Taipei, March 4 (CNA) Not compromising Taiwan's sovereignty is an essential prerequisite of any economic cooperation framework agreement (ECFA) signed with China, Minister of Economic Affairs Yiin Chii-ming stressed Wednesday.
"Keeping our sovereignty intact and not allowing Taiwan to be belittled in the international community are essential preconditions for the country in signing a cross-strait ECFA, " Yiin said at the Legislative Yuan in response to a question from ruling Kuomintang Legislator Lee Ching-hua.
Lee asked Yiin when Taiwan would start engaging in talks with China over the trade pact and how the administration would "guarantee" that signing of the agreement would not lead to the downgrading of Taiwan's status.
Yiin explained that the Ministry of Economic Affairs (MOEA), the agency responsible for planning the proposed ECFA, will consult with associations of the country's various manufacturing industries before determing what sectors would be opened to Chinese goods.
"Basically, we will tend to not allow Chinese blue-collar workers into Taiwan, and Taiwan's doors to agricultural products originating in China will not be opened wider if a framework agreement is reached, " Yiin reiterated.
"No timetable has been determined yet for any negotiations on this matter," he added.
The MOEA is scheduled to release a position paper this week on the plan to seek public support for the proposal, ministry officials said.
The MOEA has portrayed the proposed cross-strait agreement as a precursor to the regional trade agreement (RTA) or the free trade agreement (FTA) with China.

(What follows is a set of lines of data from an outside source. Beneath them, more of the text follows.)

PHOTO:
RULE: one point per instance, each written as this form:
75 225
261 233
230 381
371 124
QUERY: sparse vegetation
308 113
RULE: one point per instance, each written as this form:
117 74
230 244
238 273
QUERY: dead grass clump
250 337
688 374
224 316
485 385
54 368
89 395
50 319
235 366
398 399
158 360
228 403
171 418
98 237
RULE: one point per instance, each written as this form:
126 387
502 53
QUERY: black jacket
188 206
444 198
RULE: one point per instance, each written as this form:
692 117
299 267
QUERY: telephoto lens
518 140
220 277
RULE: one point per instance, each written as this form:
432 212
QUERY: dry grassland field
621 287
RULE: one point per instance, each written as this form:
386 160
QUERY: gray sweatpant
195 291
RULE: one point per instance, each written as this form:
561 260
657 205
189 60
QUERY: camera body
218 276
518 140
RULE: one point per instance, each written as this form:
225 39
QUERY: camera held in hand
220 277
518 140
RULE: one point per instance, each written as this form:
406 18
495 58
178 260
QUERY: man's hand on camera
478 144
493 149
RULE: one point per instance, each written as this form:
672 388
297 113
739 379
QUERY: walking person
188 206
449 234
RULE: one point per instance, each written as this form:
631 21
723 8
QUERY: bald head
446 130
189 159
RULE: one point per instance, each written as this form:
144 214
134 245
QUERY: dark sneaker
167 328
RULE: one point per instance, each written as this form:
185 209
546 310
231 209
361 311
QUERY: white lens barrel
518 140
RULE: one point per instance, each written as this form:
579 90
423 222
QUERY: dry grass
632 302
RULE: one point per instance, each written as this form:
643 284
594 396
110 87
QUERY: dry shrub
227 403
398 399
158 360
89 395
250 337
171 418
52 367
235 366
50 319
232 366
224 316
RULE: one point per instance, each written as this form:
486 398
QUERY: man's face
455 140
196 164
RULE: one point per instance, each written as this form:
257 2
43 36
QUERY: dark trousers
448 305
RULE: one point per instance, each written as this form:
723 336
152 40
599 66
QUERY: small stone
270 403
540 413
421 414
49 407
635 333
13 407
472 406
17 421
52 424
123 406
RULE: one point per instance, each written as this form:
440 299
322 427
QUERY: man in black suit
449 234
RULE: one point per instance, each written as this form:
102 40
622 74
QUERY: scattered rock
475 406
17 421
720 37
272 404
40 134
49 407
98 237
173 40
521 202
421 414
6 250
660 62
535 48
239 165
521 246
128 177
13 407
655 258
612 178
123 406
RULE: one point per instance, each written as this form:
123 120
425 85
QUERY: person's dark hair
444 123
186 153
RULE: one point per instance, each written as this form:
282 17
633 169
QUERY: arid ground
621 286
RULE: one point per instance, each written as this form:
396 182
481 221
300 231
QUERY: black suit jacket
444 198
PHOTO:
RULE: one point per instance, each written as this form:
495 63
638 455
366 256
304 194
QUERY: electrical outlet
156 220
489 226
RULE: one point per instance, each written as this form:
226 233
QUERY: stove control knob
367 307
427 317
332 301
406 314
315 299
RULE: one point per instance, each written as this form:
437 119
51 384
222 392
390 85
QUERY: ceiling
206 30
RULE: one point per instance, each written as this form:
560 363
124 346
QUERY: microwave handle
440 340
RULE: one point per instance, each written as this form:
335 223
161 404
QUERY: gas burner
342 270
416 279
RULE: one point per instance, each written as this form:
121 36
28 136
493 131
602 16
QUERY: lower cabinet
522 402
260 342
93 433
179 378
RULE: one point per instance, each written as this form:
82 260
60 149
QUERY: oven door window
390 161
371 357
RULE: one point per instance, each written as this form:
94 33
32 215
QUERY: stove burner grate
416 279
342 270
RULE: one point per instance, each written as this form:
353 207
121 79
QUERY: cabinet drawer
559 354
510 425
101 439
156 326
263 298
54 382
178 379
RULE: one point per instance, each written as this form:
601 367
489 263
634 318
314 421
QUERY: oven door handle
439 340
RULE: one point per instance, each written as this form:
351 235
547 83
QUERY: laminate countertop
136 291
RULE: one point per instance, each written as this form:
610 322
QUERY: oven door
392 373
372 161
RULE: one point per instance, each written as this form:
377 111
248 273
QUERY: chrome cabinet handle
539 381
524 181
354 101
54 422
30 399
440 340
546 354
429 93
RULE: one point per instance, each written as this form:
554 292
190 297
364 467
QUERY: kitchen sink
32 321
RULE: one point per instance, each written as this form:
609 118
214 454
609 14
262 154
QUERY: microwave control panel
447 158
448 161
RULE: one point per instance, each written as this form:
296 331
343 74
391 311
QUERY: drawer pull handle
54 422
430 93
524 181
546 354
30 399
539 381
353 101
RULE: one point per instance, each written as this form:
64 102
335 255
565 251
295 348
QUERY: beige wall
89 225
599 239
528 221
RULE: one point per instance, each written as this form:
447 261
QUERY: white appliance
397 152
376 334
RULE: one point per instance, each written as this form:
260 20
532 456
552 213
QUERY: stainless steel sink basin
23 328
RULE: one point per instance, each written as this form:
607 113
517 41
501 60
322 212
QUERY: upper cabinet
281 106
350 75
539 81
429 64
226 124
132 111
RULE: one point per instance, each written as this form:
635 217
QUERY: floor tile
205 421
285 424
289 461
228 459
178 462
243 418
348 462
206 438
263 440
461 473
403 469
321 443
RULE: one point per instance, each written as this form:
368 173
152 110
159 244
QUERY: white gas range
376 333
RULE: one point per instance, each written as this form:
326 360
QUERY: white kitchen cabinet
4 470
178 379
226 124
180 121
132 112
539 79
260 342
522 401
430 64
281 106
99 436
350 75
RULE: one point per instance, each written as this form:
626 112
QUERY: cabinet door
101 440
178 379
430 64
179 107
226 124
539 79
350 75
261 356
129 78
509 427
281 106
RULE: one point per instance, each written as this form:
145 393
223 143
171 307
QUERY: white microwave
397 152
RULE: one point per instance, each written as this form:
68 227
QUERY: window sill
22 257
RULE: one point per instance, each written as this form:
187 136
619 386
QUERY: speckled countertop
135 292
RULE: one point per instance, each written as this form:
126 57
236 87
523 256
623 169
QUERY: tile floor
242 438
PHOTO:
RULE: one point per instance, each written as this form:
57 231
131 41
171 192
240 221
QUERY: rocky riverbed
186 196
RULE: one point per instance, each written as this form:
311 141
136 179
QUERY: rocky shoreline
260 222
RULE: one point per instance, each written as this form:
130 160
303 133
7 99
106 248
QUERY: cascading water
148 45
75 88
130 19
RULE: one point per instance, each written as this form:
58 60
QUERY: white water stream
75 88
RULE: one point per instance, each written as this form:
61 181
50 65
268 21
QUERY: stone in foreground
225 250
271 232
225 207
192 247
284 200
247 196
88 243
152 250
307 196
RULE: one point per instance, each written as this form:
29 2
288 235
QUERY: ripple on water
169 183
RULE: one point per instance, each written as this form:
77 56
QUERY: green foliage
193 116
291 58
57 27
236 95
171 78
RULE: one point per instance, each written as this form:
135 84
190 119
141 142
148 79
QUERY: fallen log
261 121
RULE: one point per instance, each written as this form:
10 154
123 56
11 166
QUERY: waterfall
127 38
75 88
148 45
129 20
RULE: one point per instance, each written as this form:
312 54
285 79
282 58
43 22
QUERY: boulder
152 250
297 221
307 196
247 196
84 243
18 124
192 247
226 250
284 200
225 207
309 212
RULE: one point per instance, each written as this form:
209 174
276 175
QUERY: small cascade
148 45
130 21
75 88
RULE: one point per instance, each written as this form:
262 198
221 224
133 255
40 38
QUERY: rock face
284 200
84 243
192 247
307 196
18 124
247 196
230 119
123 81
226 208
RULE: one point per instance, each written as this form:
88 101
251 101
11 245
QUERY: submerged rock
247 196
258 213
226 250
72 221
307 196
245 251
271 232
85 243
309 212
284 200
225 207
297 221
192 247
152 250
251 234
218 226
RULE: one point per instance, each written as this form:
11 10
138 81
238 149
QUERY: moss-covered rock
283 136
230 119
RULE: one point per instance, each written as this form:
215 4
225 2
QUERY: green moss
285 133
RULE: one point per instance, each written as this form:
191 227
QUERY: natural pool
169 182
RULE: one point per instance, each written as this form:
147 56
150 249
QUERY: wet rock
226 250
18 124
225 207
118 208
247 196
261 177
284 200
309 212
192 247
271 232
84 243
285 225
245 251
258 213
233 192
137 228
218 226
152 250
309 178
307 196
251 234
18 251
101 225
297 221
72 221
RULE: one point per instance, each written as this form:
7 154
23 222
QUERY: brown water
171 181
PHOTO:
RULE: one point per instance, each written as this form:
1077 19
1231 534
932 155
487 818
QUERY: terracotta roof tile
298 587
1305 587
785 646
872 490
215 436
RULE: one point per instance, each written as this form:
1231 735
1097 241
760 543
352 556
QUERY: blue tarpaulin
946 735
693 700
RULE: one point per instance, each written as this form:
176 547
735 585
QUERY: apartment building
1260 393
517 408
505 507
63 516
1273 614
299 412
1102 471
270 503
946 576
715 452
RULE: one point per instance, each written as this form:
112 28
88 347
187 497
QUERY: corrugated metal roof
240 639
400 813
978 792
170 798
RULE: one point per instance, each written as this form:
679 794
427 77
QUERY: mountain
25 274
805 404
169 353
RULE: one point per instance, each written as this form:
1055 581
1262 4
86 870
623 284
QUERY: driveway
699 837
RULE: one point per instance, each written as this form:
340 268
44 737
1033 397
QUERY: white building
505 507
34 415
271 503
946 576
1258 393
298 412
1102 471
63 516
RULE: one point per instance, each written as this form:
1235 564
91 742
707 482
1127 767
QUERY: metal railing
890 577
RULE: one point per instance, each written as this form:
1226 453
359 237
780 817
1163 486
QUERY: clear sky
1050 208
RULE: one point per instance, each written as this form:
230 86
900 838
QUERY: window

Nevertheless, the opposition has expressed concern that any such agreement, regardless of its name, will be similar to the Closer Economic Partnership Arrangement signed in 2003 between China and its special administrative regions of Hong Kong and Macau. The pact would trap Taiwan in a "one-China" market, making it economically dependent on China and diminishing its sovereignty, its critics argue.